Support CPU, GPU (integrated & discrete), and FPGA without porting the code
General for multi-vendor devices (Intel/NVIDIA/AMD/Hygon ... )
High portability, productivity, and performace
GPU-aware MPI
Highly optimized kernels & device functions for multicomponent flows and chemical reaction
ongoing work: sharp-interface method, curvilinear mesh, turbulence models ...

Supported GPUs

The following gpus have been tested:

NVIDIA
- Data center GPU: A100, P100
- Gaming GPS: RTX 4090, RTX 3090/3080/3070/3060TI, T600, RTX 1080
AMD
- Data center GPU: MI50
- Gaming GPS: RX 7900XTX, RX 6800XT, Pro VII
Intel
- Gaming GPS: ARC A770/A380
- Integrated GPUs: UHD P630, UHD 750

1. Manually installed Dependencies

1.1. Conda or Conda mirror soure for Chinese users basic environment, at least version 23.9.0

1.2. One of two LLVM implementation:

NOTE: SYCL implementation of AdaptiveCpp is strongly recommended for XFluids, and the support of Intel oneAPI will be deprecated.
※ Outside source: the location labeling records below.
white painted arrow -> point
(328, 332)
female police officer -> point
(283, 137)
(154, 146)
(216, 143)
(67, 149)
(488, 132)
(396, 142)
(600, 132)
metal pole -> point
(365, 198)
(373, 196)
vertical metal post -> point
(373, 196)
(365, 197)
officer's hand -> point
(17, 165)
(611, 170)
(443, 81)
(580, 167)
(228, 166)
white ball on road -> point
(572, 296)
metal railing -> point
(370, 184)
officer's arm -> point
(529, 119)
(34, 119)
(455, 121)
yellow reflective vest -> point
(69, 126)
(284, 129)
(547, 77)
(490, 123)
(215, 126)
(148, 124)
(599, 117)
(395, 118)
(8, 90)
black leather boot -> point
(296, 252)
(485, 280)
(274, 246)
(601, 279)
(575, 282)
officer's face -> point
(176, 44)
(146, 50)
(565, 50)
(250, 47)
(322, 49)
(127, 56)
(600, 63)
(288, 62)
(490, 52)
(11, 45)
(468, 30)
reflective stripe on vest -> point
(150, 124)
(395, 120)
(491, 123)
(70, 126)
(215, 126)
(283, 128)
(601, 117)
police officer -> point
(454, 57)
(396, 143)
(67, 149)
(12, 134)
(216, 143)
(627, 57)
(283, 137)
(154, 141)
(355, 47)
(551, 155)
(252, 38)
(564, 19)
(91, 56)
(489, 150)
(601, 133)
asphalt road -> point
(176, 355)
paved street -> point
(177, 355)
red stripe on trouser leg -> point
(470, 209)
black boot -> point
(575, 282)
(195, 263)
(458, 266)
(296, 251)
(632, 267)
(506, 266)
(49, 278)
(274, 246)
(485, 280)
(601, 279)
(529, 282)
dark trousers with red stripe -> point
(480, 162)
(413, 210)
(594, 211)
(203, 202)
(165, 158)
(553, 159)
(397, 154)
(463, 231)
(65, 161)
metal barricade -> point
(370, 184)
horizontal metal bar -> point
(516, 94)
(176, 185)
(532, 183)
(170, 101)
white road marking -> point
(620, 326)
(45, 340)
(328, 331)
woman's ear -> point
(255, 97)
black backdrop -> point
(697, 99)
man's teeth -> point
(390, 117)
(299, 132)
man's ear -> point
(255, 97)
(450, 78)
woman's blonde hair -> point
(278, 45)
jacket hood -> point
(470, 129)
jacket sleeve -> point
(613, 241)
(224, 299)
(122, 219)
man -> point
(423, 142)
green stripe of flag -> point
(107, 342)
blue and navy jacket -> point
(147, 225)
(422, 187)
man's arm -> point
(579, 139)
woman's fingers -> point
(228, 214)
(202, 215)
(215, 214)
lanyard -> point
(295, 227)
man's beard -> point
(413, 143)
LLVM version >= 14.0 for SYCL implementation of AdaptiveCpp(known as OpenSYCL/hipSYCL)

Install llvm from org.

sudo bash -c "$(wget -O - https://apt.llvm.org/llvm.sh)" # instal llvm(version 18 june June/2024) automatically
sudo apt install libclang-18-dev libomp-18-dev -y        # additional packages of llvm(libclang-18-dev, libomp-18-dev for llvm-18)
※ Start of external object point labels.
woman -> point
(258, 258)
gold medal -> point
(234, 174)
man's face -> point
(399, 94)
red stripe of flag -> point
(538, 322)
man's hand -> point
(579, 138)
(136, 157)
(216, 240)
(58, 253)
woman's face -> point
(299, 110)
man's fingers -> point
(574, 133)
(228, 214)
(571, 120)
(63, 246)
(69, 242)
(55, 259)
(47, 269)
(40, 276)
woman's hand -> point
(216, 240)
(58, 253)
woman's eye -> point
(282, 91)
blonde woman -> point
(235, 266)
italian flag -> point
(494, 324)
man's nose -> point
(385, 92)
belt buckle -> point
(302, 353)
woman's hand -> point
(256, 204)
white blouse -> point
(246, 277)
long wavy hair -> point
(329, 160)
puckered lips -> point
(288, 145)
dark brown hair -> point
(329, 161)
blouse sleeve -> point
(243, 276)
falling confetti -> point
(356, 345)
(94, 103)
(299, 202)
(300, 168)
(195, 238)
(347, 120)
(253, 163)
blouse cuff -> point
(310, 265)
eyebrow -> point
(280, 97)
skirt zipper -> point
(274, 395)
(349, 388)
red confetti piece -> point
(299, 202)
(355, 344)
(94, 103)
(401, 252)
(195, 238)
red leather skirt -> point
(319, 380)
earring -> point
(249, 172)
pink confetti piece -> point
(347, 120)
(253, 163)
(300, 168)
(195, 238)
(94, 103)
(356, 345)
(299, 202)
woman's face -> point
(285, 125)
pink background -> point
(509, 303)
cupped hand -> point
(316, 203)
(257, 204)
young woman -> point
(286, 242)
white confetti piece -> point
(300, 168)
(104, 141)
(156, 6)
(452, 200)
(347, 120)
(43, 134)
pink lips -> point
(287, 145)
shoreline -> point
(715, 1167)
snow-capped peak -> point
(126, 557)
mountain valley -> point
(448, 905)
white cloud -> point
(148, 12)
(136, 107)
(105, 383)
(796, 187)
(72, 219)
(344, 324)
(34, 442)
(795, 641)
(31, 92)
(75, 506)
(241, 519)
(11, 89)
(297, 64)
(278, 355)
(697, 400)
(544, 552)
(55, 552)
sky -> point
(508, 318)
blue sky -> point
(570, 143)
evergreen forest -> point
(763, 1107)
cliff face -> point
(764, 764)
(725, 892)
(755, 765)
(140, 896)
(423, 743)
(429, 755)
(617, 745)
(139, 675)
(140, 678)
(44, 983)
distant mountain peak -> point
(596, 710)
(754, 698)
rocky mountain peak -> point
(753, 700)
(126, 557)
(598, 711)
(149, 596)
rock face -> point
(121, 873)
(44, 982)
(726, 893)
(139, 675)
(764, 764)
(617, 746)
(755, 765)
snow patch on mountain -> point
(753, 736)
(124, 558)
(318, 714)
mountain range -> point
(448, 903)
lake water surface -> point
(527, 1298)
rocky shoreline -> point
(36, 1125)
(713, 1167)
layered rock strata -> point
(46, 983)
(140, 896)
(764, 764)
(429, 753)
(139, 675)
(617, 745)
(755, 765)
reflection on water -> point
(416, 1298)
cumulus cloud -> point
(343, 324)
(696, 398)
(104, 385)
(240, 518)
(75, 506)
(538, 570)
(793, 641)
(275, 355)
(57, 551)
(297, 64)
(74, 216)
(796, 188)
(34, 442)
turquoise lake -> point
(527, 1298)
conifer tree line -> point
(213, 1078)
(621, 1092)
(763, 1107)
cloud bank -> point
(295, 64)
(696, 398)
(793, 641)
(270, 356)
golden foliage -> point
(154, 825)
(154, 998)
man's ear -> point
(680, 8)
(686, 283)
An internal AdaptiveCpp is compiled by XFluids by default, but if use a system installed AdaptiveCpp, please set cmake option "AdaptiveCpp_DIR".

cmake -DAdaptiveCpp_DIR=/path/to/AdaptiveCpp/lib/cmake/AdaptiveCpp ..
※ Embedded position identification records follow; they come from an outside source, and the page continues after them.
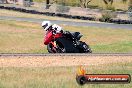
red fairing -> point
(50, 36)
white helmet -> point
(46, 25)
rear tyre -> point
(84, 48)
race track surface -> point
(85, 24)
(57, 60)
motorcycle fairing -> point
(68, 44)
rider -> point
(47, 25)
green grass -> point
(26, 37)
(59, 77)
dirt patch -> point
(46, 61)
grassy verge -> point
(28, 15)
(26, 37)
(58, 77)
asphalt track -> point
(70, 54)
(70, 23)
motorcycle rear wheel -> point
(60, 48)
(84, 48)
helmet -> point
(46, 25)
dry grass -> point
(26, 37)
(57, 61)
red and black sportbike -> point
(65, 42)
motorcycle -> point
(62, 43)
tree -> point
(84, 3)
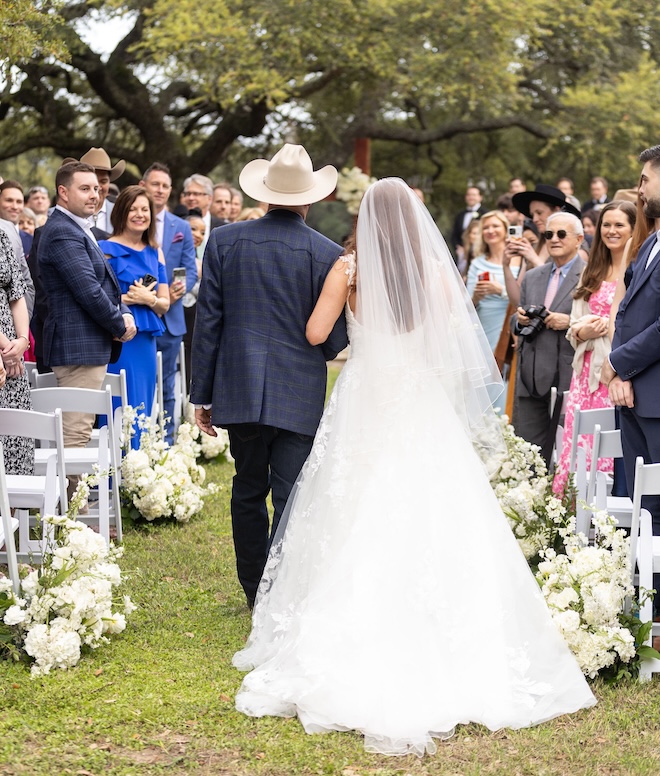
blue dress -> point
(138, 357)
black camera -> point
(537, 314)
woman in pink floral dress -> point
(588, 331)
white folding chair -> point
(43, 492)
(607, 444)
(8, 527)
(157, 408)
(645, 549)
(118, 388)
(584, 422)
(559, 433)
(30, 371)
(81, 460)
(180, 388)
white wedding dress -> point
(397, 602)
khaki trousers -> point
(77, 426)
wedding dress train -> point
(396, 601)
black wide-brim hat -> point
(543, 193)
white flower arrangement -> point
(68, 603)
(351, 185)
(584, 586)
(585, 590)
(159, 481)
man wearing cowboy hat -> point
(105, 172)
(253, 371)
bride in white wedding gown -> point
(395, 601)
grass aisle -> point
(159, 699)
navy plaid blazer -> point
(250, 358)
(84, 300)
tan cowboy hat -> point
(99, 160)
(288, 178)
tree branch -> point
(419, 137)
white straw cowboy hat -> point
(99, 160)
(288, 178)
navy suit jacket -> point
(636, 344)
(84, 300)
(250, 357)
(179, 251)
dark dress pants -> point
(641, 436)
(169, 346)
(267, 458)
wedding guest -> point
(485, 280)
(472, 247)
(539, 205)
(38, 201)
(14, 341)
(105, 172)
(221, 205)
(198, 228)
(589, 324)
(86, 322)
(139, 265)
(253, 371)
(516, 185)
(544, 354)
(236, 204)
(27, 221)
(589, 222)
(633, 369)
(250, 213)
(473, 210)
(175, 238)
(598, 188)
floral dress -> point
(579, 395)
(18, 451)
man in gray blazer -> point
(544, 354)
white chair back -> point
(8, 526)
(584, 422)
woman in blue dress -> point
(139, 265)
(485, 280)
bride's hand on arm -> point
(329, 306)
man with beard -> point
(633, 372)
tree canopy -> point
(457, 90)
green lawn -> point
(159, 699)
Intel oneAPI version >= 2023.0.0 for SYCL implementation of Intel, and codeplay Solutions if NVIDIA and AMD targeting backends are needed
- activate environment for oneAPI appended codeplay sultion libs
```
source ./scripts/oneAPI/oneapi_base.sh
```

1.3. Linux system packages: cmake, scons

2. Select target device in SYCL project

2.1. Device discovery

2.1.1 AdaptiveCpp device discovery: exec "acpp-info" in cmd for device counting

$ acpp-info
=================Backend information===================
Loaded backend 0(platform_id): OpenMP
  Found device: hipSYCL OpenMP host device
Loaded backend 1(platform_id): CUDA
  Found device: NVIDIA GeForce RTX 3070
  Found device: NVIDIA GeForce RTX 3070
=================Device information===================
***************** Devices for backend OpenMP *****************
Device 0(device_id)
***************** Devices for backend CUDA *****************
Device 0(device_id)
***************** Devices for backend CUDA *****************
Device 1(device_id)

2.1.2. Intel oneAPI device discovery: exec "sycl-ls" in cmd for device counting

$ sycl-ls
[opencl:acc(platform_id:0):0(device_id)] Intel(R) FPGA Emulation Platform for OpenCL(TM), Intel(R) FPGA Emulation Device 1.2
[opencl:cpu(platform_id:1):1(device_id)] Intel(R) OpenCL, AMD Ryzen 7 5800X 8-Core Processor 3.0
[ext_oneapi_cuda:gpu(platform_id:2):0(device_id)] NVIDIA CUDA BACKEND, NVIDIA T600 0.0 [CUDA 11.5]
[ext_oneapi_cuda:gpu(platform_id:2):1(device_id)] NVIDIA CUDA BACKEND, NVIDIA T600 0.0 [CUDA 11.5]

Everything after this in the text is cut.